In an escalation of the right’s anti-EPA fervor, Rep. Paul Gosar is preparing to file legislation to open up impeachment proceedings against Environmental Protection Agency Administrator Gina McCarthy.
Gosar is circulating a letter to colleagues and plans to introduce a resolution this week calling for McCarthy’s impeachment, charging that she delivered false testimony before Congress when testifying about a clean-water rule.
“Perjury and making false statements to Congress are an affront to the fundamental principles of our republic and the rule of law, and such behavior cannot be tolerated,” Gosar’s letter states. “This bill holds Administrator McCarthy accountable for her blatant deceptions and unlawful conduct.”
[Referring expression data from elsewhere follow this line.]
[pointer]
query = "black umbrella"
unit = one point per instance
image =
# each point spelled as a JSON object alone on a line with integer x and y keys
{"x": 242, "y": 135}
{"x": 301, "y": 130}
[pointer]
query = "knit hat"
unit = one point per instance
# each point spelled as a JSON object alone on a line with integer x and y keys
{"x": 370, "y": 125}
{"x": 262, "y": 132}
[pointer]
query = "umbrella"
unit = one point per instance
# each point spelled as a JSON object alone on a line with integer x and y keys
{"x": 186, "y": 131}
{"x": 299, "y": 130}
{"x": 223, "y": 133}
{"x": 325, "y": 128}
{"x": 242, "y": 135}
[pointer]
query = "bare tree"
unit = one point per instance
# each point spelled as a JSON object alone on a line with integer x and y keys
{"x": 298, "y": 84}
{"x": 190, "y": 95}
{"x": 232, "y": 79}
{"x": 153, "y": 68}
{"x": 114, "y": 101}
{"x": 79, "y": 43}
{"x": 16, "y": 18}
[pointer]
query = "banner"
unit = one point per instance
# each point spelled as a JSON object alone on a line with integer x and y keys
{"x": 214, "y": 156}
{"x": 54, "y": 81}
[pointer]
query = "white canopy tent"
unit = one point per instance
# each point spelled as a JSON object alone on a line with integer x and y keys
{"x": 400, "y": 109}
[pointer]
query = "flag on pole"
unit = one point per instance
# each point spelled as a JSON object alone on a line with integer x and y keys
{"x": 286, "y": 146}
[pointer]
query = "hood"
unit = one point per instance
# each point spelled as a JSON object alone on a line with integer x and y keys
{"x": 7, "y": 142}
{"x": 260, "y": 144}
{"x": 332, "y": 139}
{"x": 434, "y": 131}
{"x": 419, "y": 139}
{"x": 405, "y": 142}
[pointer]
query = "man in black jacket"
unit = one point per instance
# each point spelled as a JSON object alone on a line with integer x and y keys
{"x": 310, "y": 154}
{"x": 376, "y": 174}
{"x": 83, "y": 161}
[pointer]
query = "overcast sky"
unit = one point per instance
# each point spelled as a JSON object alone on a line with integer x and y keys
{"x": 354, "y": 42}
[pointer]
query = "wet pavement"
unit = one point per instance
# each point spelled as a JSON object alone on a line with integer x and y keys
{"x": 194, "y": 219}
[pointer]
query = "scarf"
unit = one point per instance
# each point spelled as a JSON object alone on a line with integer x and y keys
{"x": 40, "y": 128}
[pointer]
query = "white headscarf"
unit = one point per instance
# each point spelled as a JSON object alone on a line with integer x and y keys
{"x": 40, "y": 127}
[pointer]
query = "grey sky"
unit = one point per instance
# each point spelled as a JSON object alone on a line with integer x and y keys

According to Gosar, McCarthy lied before Congress when testifying about the Waters of the United States rule, which clarified the administration’s authority under the 1972 Clean Water Act and gave it authority over more streams, waterways, and tributaries.
Much of Gosar’s accusations have to do with the scientific backing for the water rule and consultation with the Army Corps of Engineers. Memos released after the rule’s finalization have shown that Army Corps Maj. Gen. John Peabody expressed concerns to Assistant Army Secretary for Civil Works Jo-Ellen Darcy about changes being made to the final rule, including the scientific justification for some decisions. Through a spokesman, the EPA declined to comment.
Gosar points to a July 9 hearing before the House Science, Space, and Technology Committee where McCarthy described a decision in the final rule to extend federal regulation to wetlands and ponds within 4,000 feet of the nearest tributary, setting a definition for “significant nexus.” That decision, McCarthy said, came from “the knowledge and expertise of our staff, the information that we received from the public and comments, and the science that’s available to us.”
The Army Corps memos show that officials there thought the 4,000-foot cutoff was arbitrary and could open the rule up to legal challenges.
Gosar also points to a June 10 House Transportation and Infrastructure hearing where McCarthy said that “all of the changes that the Army Corps was interested in making … had been fully satisfied,” a statement the Republican congressman said constituted perjury. Gosar also said that McCarthy did not initially say that the Corps of Engineers had made her aware of the legal and scientific questions.
The Waters of the United States rule has proved to be one of the EPA’s most controversial, with opponents saying it gives EPA too much regulatory power over certain bodies of water and oversteps states’ rights. Twenty-eight states in total have challenged the rule in court across several lawsuits, and a federal judge in August granted an injunction blocking implementation of the rule in 13 states.
An aide for House Majority Leader Kevin McCarthy said simply, “There is no plan to vote to impeach Gina McCarthy.”
It’s not the first time Gosar has taken such action against the Obama administration. Last year, he called for the impeachment of then-Attorney General Eric Holder, having previously spearheaded a successful bid to hold Holder in contempt of Congress.